On Tuesday, the clinic had reached “an impasse” with the state, according to Planned Parenthood’s head of litigation. Its license to provide abortions is set to expire at the end of this week. So Planned Parenthood filed suit, and the hearing Thursday could determine whether the clinic will be able to continue offering abortions.

At a press conference on Wednesday, Missouri Gov. Mike Parson, who signed the state’s eight-week ban, warned that it would be “reckless” for a judge to allow the clinic to keep offering abortions. “No judge should give special treatment to Planned Parenthood in this instance,” he said.

He also said the state had identified “deficiencies” at the clinic but did not say what they were.

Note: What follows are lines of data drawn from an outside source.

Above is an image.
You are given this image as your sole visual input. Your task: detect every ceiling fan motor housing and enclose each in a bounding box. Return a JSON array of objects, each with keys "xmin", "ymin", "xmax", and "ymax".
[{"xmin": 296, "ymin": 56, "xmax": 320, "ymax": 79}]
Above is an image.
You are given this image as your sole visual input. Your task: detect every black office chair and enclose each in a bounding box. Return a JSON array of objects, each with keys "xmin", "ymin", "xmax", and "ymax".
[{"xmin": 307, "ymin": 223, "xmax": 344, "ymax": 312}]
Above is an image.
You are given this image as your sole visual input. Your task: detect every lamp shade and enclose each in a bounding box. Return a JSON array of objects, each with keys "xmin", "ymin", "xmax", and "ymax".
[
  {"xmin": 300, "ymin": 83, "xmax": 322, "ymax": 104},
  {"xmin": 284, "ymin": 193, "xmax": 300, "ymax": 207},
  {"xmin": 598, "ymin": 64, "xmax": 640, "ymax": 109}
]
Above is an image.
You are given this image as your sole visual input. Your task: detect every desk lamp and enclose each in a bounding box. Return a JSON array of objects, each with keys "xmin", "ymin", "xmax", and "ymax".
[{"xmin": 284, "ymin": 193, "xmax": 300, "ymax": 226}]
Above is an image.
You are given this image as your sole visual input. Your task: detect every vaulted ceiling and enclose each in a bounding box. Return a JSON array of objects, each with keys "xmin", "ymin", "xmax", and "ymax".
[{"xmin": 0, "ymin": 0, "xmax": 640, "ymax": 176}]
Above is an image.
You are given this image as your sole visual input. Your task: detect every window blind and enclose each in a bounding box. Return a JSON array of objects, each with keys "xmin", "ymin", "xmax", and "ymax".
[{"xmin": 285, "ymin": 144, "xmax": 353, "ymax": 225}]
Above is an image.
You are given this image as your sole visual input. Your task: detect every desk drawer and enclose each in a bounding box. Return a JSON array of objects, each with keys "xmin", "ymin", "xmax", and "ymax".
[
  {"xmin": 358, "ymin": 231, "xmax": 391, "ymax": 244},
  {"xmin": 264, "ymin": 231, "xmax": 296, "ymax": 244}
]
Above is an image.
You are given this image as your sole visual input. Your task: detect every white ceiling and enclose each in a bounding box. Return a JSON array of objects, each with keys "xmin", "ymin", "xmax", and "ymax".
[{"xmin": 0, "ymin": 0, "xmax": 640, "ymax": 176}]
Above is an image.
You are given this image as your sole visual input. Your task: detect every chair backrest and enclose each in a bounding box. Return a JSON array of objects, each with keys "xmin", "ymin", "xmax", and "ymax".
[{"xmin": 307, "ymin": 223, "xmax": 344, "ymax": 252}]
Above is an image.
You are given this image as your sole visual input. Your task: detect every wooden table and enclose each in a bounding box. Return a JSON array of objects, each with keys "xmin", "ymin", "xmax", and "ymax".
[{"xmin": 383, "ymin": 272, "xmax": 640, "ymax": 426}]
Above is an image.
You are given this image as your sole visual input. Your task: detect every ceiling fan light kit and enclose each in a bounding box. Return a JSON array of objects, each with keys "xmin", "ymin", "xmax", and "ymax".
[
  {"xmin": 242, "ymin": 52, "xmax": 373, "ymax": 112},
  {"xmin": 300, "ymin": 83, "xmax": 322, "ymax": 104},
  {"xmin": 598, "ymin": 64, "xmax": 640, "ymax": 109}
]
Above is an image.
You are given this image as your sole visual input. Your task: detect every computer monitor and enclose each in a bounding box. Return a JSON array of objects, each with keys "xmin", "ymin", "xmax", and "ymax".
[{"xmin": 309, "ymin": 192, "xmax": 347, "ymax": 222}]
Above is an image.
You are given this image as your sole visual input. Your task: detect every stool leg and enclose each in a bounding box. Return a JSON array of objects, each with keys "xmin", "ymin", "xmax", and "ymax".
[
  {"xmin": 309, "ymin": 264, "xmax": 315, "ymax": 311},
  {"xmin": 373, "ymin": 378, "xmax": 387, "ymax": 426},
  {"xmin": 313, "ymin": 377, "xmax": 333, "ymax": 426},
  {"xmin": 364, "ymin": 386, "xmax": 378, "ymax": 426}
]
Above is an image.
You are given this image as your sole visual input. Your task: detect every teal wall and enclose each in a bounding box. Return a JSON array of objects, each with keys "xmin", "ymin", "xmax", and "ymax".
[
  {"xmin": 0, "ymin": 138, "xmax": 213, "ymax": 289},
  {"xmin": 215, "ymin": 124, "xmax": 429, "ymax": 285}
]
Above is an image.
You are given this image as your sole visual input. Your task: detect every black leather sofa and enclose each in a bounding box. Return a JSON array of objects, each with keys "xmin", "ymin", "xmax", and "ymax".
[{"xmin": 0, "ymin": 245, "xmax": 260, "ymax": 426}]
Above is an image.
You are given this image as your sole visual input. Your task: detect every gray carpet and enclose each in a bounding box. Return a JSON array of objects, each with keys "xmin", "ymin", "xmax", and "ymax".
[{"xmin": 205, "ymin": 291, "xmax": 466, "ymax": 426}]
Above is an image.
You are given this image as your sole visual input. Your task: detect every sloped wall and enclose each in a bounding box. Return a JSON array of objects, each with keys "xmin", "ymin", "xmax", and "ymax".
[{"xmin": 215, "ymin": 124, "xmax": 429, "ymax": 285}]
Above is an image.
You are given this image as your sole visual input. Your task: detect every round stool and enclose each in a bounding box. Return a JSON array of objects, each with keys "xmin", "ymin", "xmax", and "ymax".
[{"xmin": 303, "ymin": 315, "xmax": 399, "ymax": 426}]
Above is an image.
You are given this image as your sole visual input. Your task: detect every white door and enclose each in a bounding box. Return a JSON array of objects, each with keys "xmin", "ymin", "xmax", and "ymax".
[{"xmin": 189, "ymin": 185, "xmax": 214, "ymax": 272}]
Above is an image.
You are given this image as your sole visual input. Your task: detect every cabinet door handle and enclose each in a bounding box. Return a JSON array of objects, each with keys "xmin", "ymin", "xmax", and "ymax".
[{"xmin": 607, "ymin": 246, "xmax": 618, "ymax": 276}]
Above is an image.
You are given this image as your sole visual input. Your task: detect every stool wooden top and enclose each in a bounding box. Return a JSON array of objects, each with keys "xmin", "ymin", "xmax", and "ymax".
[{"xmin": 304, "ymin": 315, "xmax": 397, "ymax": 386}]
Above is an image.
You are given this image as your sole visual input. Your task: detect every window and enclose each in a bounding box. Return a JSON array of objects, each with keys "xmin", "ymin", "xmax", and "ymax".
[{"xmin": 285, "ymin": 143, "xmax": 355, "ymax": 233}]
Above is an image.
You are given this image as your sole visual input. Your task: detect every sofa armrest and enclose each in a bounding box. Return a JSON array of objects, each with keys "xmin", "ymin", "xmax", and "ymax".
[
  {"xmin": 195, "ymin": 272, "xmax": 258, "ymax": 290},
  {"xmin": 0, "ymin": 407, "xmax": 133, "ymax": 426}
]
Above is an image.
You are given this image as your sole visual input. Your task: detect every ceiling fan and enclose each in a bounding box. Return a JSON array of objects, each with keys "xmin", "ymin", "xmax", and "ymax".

Parson “has made it clear that his goal is to ban abortion care in the state of Missouri, and today’s comments confirmed that this is exactly what this is all about,” said Dr. Leana Wen, the president and CEO of Planned Parenthood Federation of America, in a statement after the press conference. “Our health center meets the highest standard of care.”

Abortion-rights supporters have been showing support for the clinic this week, attending a rally in downtown St. Louis on Thursday as well as holding a sit-in at a building in the city where Gov. Parson has an office. Several activists, including M’Evie Mead, director of policy and organizing at Planned Parenthood Advocates in Missouri, were arrested at the sit-in, according to the Riverfront Times.

Regardless of what happens this week, the clinic will stay open and provide non-abortion services like STI screenings and contraceptive care, a Planned Parenthood representative told CNN.

The story of how Missouri got here is the story of abortion law over the past decade

The situation in Missouri is in large part a result of restrictions known as targeted regulation of abortion providers, or TRAP, laws. These laws, backed by anti-abortion groups in the 2000s, and especially after Republicans gained majorities in many state legislatures in 2010, include requirements that abortion doctors have admitting privileges at a local hospital or that abortion clinics have hallways of a certain width.

Abortion opponents have said that these laws are necessary to protect patients’ health, but many doctors and researchers say they are medically unfounded. Upadhyay, the obstetrics and gynecology professor, says her team has studied admitting privileges restrictions and found no effect on patient care.

But the laws do have an effect on clinics, often forcing them to close as the requirements prove too difficult to meet. It can be hard for abortion doctors to get admitting privileges, for instance, as hospitals often refuse to grant them.

TRAP laws passed around the country in the 2000s, but they have had an especially big impact in Missouri. In 2008, the state had five abortion clinics. In 2017, it had two. In October 2018, one of those clinics closed after it couldn’t meet a new requirement that abortion doctors have admitting privileges at a hospital within 15 minutes of the clinic, according to the Washington Post.

The Supreme Court in the 2016 decision Whole Woman’s Health v. Hellerstedt found TRAP laws in Texas unconstitutional. But the Eighth Circuit Court of Appeals, which includes Missouri in its jurisdiction, has failed to block such laws.

The ongoing march of restrictions has left the Planned Parenthood clinic in St. Louis to serve the more than 1 million patients of reproductive age in Missouri. Maine, the state with the lowest ratio of women of reproductive age to clinics, has one clinic for about every 13,000 women in the age group, Upadhyay said.

Her team has identified two cities in Missouri, Springfield and Columbia, as “abortion deserts,” where patients have to travel 100 miles or more to get an abortion.

The situation in Missouri is a reminder that while near-total bans in Southern states like Georgia and Alabama have gotten attention in recent months, clinic restrictions in the Midwest have already made abortion out of reach for many patients there.

There are “huge swaths of the middle of the country where there is no access,” Upadhyay said.

And while many of the near-total bans are meant as challenges to Roe v. Wade, Missouri could lose its last abortion provider without the Supreme Court saying a word.